Una de las ideas esenciales de “La libertad interior”, el estupendo libro de Jacques Phillipe, es que la libertad no solo se ejerce cuando uno escoge algo, sino que también es posible revelarla cuando la persona, voluntariamente, asume un hecho concreto que no le gusta, que le repele, que le hace sufrir y decide abrazar tal circunstancia y sacrificarse por un bien mayor. Por supuesto, en una civilización cristiana, hablar de sacrificio tiene sentido y es comprensible, sin embargo, en un mundo paganizado, donde el relativismo evanescente triunfa por doquier, decirle a la sociedad que hay grandeza en la libertad que se sacrifica es un punto incomprensible, una galaxia enterrada en el polvo del día a día.
Sin embargo, es así. La libertad que se sacrifica por los demás es fructífera, da vida, genera un compromiso basado no en algo circunstancial, momentáneo y etéreo. Tal compromiso tiene vocación de permanencia, aspira a algo trascendente. El sacrificio solo es posible ante algo superior, ante una variable que existe pero que se mide poco, que se valora muy poco y que solemos ignorar. El sacrificio adquiere pleno sentido cuando comprendemos que aquél que se sacrifica lo hace por amor.

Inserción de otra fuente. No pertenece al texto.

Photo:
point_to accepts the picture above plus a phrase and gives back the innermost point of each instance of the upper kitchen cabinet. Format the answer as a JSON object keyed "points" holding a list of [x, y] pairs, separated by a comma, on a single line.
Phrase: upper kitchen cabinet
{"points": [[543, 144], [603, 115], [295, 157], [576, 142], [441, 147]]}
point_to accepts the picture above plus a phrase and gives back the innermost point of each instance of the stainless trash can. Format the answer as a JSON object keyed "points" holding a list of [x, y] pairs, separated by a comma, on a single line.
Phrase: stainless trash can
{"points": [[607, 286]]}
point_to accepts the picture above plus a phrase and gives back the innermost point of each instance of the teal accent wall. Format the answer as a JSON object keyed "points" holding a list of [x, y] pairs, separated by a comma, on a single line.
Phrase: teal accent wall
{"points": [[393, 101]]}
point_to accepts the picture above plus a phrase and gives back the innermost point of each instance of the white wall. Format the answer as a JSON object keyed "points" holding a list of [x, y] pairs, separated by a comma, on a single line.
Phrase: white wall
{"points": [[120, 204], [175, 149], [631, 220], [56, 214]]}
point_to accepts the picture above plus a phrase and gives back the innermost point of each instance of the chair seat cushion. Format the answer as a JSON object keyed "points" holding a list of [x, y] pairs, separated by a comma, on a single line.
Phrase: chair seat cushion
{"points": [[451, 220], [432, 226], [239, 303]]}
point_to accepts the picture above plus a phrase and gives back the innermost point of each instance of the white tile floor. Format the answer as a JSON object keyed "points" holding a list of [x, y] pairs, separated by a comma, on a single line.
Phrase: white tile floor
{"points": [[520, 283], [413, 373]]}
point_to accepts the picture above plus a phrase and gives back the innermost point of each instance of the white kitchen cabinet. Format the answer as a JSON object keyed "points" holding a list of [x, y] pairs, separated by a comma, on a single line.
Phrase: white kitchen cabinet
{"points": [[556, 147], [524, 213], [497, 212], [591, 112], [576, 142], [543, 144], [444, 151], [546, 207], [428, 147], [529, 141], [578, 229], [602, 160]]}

Pienso en eso reflexionando sobre la Pascua y el libro de Jacques Phillipe. Un sacrificio como el de Cristo es incomprensible para la razón pero es comprensible siguiendo la lógica inapelable del corazón. Nada nos debía y sin embargo todo nos entregó. Libremente, con la más plena de las libertades, se sacrificó por nosotros, por todos, especialmente por aquellos que no comprenden el valor de su propia libertad. Nuestra libertad está marcada por toda la sangre de Cristo, el Dios que libremente se nos entregó.